No final de agosto, a Sabesp anunciou uma medida temporária de redução da pressão da água em toda a Região Metropolitana, das 21h às 5h. Segundo a empresa, a medida foi tomada considerando os baixos níveis dos mananciais e “visa a evitar perdas por vazamentos e rompimentos de tubulações, contribuindo para a manutenção dos níveis dos reservatórios do Sistema Integrado Metropolitano”.
Os mananciais da Região Metropolitana de São Paulo vêm registrando seus menores níveis dos últimos dez anos. Embora os dados não apresentem números tão ruins quanto os da crise hídrica de 2014-2015, a situação ainda merece nossa atenção. Medidas como a adotada pela Sabesp acendem um alerta sobre o que o futuro nos aguarda quando o assunto é água, principalmente nos grandes centros.
Num cenário de incerteza mediante a disponibilidade de recursos hídricos, o reúso aparece como uma opção a fontes alternativas de água
José Carlos Mierzwa, professor do Departamento de Engenharia Hidráulica e Ambiental da Escola Politécnica da USP, explica que embora existam estiagens, a precipitação — a quantidade de chuva que cai — se mantém numa média ao longo do tempo. Nas suas palavras, a maior questão sobre a falta de água recai no consumo:
“À medida que as pessoas começam a ter expansão da área urbana, as pessoas começam a ter acesso a produtos que geralmente elas não tinham antes. Inerentemente a melhoria da qualidade de vida das pessoas leva a um aumento do consumo de água”.
Tendo esse cenário de consumo cada vez maior, o professor explica que países como os Estados Unidos, Coreia, Austrália e África do Sul vêm buscando estratégias. Essas estratégias permitem um reúso mais eficiente da água.
“Países do exterior têm identificado formas alternativas de aumentar a oferta de água. Qual é essa forma? Melhorando as tecnologias de tratamento de esgoto, inclusive, alguns países hoje já fazem o que a gente chama de reúso potável”, completa.
Ciclo fechado e reúso potável A ideia do ciclo fechado é que, por meio de processos de purificação, o esgoto seja tratado e essa água possa voltar aos rios e ao meio ambiente. Em países como o Brasil, onde existe um déficit de coleta e de tratamento, o esgoto não tratado por vezes volta aos mananciais. Poluindo rios e comprometendo a utilização da água. Um projeto da Poli-USP, em parceria com a Sabesp, prevê a concepção, projeto, implantação, operação e avaliação dos resultados de uma Epap (Estação Produtora de Água Purificada). Similar a estações de outros países, a Epap produzirá água com padrão de potabilidade, ou seja, água tratada própria para consumo.

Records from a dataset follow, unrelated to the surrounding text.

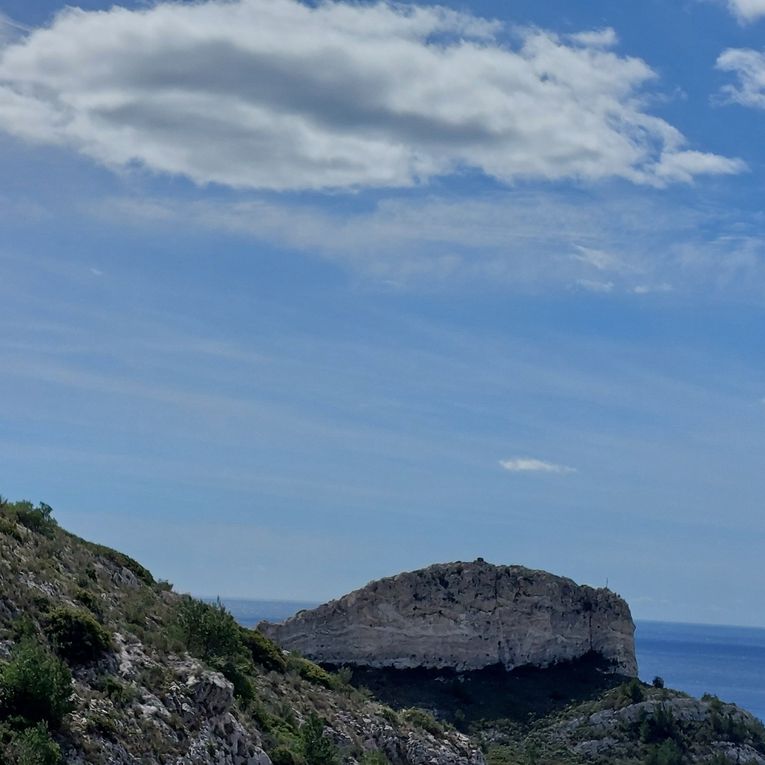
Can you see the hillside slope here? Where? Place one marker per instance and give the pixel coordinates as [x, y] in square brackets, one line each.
[101, 663]
[147, 676]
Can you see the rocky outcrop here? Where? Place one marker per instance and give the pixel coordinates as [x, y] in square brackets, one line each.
[465, 616]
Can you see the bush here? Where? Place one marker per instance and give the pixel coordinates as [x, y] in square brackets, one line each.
[632, 691]
[660, 726]
[667, 753]
[374, 758]
[76, 636]
[34, 746]
[35, 686]
[311, 672]
[264, 651]
[211, 633]
[37, 519]
[317, 748]
[282, 755]
[422, 719]
[208, 630]
[123, 561]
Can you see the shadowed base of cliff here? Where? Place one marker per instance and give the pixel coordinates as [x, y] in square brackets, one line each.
[493, 693]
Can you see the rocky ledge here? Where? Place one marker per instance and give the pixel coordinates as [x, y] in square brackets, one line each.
[465, 616]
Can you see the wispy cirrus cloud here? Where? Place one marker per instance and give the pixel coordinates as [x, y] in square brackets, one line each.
[277, 94]
[531, 465]
[747, 10]
[527, 240]
[749, 68]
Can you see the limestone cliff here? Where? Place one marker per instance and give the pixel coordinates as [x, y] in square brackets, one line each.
[465, 616]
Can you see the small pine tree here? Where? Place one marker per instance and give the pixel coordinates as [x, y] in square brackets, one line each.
[317, 748]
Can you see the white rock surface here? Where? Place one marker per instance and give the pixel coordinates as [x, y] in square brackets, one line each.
[466, 616]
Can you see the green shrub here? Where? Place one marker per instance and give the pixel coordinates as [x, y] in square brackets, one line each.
[282, 755]
[37, 519]
[123, 561]
[374, 758]
[237, 672]
[9, 528]
[35, 686]
[76, 636]
[88, 599]
[264, 651]
[659, 726]
[34, 746]
[632, 691]
[211, 633]
[317, 748]
[311, 672]
[667, 753]
[208, 630]
[422, 719]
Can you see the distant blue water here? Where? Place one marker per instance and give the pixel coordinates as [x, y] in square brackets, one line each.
[726, 661]
[698, 658]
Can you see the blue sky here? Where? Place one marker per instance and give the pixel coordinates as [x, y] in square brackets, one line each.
[294, 297]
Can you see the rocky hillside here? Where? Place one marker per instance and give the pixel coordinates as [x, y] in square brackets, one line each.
[100, 663]
[632, 725]
[465, 616]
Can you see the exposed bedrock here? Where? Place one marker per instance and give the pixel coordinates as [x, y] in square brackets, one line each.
[465, 616]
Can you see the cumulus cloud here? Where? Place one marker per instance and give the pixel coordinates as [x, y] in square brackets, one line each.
[747, 10]
[276, 94]
[749, 68]
[647, 289]
[531, 465]
[592, 285]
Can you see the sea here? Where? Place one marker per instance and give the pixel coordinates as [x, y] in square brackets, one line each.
[728, 662]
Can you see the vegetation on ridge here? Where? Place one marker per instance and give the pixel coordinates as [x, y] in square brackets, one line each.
[101, 663]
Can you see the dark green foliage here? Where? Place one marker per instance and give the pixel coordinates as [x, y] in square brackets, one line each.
[311, 672]
[666, 753]
[424, 720]
[88, 599]
[283, 755]
[237, 671]
[33, 746]
[632, 691]
[123, 561]
[35, 686]
[264, 651]
[37, 519]
[659, 726]
[76, 636]
[209, 632]
[317, 748]
[374, 758]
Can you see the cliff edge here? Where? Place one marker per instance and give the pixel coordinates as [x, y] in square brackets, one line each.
[465, 616]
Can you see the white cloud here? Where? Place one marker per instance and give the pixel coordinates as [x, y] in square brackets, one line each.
[528, 240]
[749, 67]
[747, 10]
[531, 465]
[275, 94]
[647, 289]
[595, 286]
[598, 259]
[597, 38]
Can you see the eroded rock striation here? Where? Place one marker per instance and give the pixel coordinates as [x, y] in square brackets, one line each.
[465, 616]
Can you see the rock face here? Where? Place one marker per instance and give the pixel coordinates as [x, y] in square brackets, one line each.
[465, 616]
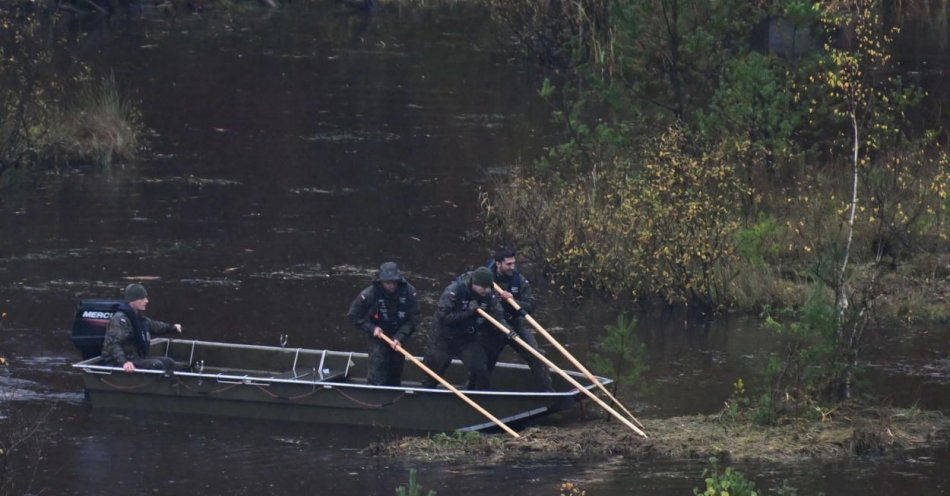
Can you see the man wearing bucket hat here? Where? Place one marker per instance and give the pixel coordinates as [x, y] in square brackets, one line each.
[388, 306]
[514, 285]
[457, 325]
[129, 332]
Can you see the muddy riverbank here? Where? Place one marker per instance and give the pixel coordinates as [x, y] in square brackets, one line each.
[856, 432]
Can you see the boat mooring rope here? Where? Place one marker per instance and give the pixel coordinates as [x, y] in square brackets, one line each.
[374, 406]
[371, 405]
[213, 391]
[116, 386]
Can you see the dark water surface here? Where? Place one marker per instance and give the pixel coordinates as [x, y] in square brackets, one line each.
[291, 152]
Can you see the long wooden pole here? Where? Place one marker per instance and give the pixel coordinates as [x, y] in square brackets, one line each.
[562, 373]
[514, 304]
[450, 387]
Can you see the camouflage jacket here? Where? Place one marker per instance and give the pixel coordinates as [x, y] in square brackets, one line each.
[520, 289]
[397, 314]
[119, 346]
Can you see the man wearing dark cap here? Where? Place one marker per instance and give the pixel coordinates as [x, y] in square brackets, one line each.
[514, 286]
[128, 335]
[457, 325]
[388, 306]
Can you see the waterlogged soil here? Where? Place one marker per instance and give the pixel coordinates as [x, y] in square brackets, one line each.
[868, 431]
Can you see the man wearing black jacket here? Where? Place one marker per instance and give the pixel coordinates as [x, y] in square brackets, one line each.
[129, 332]
[457, 326]
[514, 286]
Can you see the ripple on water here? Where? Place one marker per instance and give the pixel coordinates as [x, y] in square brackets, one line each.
[352, 137]
[937, 370]
[192, 181]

Para além do reúso potável, é importante pensar em alternativas para a captação de água. Além do projeto de osmose reversa em implantação na cidade de Fortaleza, diversos hotéis da região Nordeste já utilizam esse processo para a captação e uso de água com origem no mar. Em outras regiões, empresas como a Aquapolo, Braskem e Ambev já utilizam do reúso em algumas de suas plantas industriais. Quando questionado sobre o que falta para que o reúso ganhe escala, Mierzwa salienta que, em geral, a indústria não está conectada às redes de companhia de abastecimento. Possui autorização para a retirada de águas de mananciais.
“Então ela acha que a água não tem preço, é barata”, completa.
O professor diz que, além disso, políticas que trazem uma precificação mais justa do uso da água são importantes para tornar o reúso mais atrativo para as empresas. De fato, em regiões com risco de escassez hídrica, as empresas veem no reúso uma defesa da sua capacidade produtiva. Por fim, um último ponto a salientar, para um incentivo real do reúso, é o estabelecimento de normas técnicas concretas. No entanto, com diferentes normas em cada Estado e sem um guia nacional, as iniciativas e padrões se tornam difusas ao longo do País.
“Do meu ponto de vista, que atuo na área do reúso, a gente tinha que ter uma maior colaboração dos órgãos de controle, principalmente pela Vigilância Sanitária e Ministério da Saúde. Muitas vezes eles alegam algumas informações por desconhecimento ou por insegurança e acaba que nós perdemos a oportunidade de contribuir para uma discussão ampla, de criar critérios específicos para expandir a prática do reúso, seja ela potável ou não potável”, completa Mierzwa.